Estatuto Político-Administrativo

PSD está "em ponderação" sobre o sentido de voto


 

Lusa / AO online   Regional   3 de Nov de 2008, 21:36

O líder do grupo parlamentar social-democrata, Paulo Rangel, afirmou que o PSD está “em ponderação” sobre o seu sentido de voto em relação ao Estatuto dos Açores depois do veto político do Presidente da República.
Na primeira votação final global do Estatuto Político-Administrativo dos Açores, o PSD votou a favor. Na segunda votação, na sequência do veto por inconstitucionalidade, o PSD voltou a votar a favor do diploma por entender que é globalmente positivo.

    O sentido de voto na terceira votação do diploma esteve hoje em discussão nas jornadas parlamentares do PSD, em Évora, numa reunião fechada aos jornalistas em que intervieram deputados como Miguel Macedo e Mota Amaral.

    A seguir à reunião, Paulo Rangel afirmou que o PSD está “a fazer uma segunda reflexão, depois de um segundo veto”, e salientou que “um veto político é diferente de um veto por inconstitucionalidade”.

    “Estamos em ponderação”, acrescentou o líder parlamentar do PSD.

    De acordo com deputados do PSD, na reunião interna do grupo parlamentar o ex-secretário-geral do partido Miguel Macedo defendeu que o partido deve agora votar contra o Estatuto dos Açores.

    O próprio Miguel Macedo confirmou essa posição, defendendo que na terceira votação do diploma o que vai estar em causa não é o seu conteúdo, sobre o qual “o PSD já se pronunciou” votando a favor nas anteriores votações mas sim “a questão política da guerra institucional entre o Governo e o Presidente da República”, Cavaco Silva.

    “Está em causa um braço de ferro entre Governo e Presidente da República. A votação é sobre isso, é um problema de sinal político.
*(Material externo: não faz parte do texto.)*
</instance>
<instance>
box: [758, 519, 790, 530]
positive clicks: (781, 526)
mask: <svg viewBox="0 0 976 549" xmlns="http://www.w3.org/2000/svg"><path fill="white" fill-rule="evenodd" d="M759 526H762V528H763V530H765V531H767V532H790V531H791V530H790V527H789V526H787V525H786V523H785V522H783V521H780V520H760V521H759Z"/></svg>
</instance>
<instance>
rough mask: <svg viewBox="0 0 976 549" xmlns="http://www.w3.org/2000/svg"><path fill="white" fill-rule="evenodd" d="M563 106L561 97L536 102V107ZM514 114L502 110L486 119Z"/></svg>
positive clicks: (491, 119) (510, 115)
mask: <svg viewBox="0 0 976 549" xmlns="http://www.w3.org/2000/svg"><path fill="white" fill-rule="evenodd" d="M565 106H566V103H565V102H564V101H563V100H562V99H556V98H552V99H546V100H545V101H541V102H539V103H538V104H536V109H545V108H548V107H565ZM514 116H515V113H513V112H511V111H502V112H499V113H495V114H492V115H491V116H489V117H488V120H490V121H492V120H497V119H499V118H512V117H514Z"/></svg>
A questão do ponto de vista matéria está arrumada”, defendeu.

    Miguel Macedo argumentou ainda que se o PSD voltar a votar favoravelmente “vai sempre permitir que o engenheiro Sócrates utilize esse sentido de voto como argumento” e que se houver uma confirmação do diploma “será a primeira vez que um veto político do Presidente não tem acolhimento por parte da Assembleia da República”.

    Segundo deputados do PSD, Mota Amaral discordou de Miguel Macedo, considerando que o partido deve voltar a votar a favor do Estatuto dos Açores e advertindo para o perigo de este ficar conotado com o Presidente da República.

    Questionado pelos jornalistas, Mota Amaral disse não querer repetir a sua intervenção na reunião interna mas atestou que defende que o PSD mantenha o sentido de voto a favor do Estatuto dos Açores porque “o voto global é um voto de generalidade e, na generalidade, o PSD apoia o diploma”.

    O antigo presidente da Assembleia da República e do Governo Regional dos Açores responsabilizou o PS pelo veto político de Cavaco Silva e acusou os socialistas de “tentar comprimir os poderes do Presidente da República, algo que em 30 anos nunca se tinha visto”.

    Durante o debate interno, Guilherme Silva e Luís Montenegro defenderam também que o PSD deve votar novamente a favor do Estatuto dos Açores e o líder parlamentar deixou a questão do sentido de voto em aberto, adiantaram à agência Lusa deputados do partido.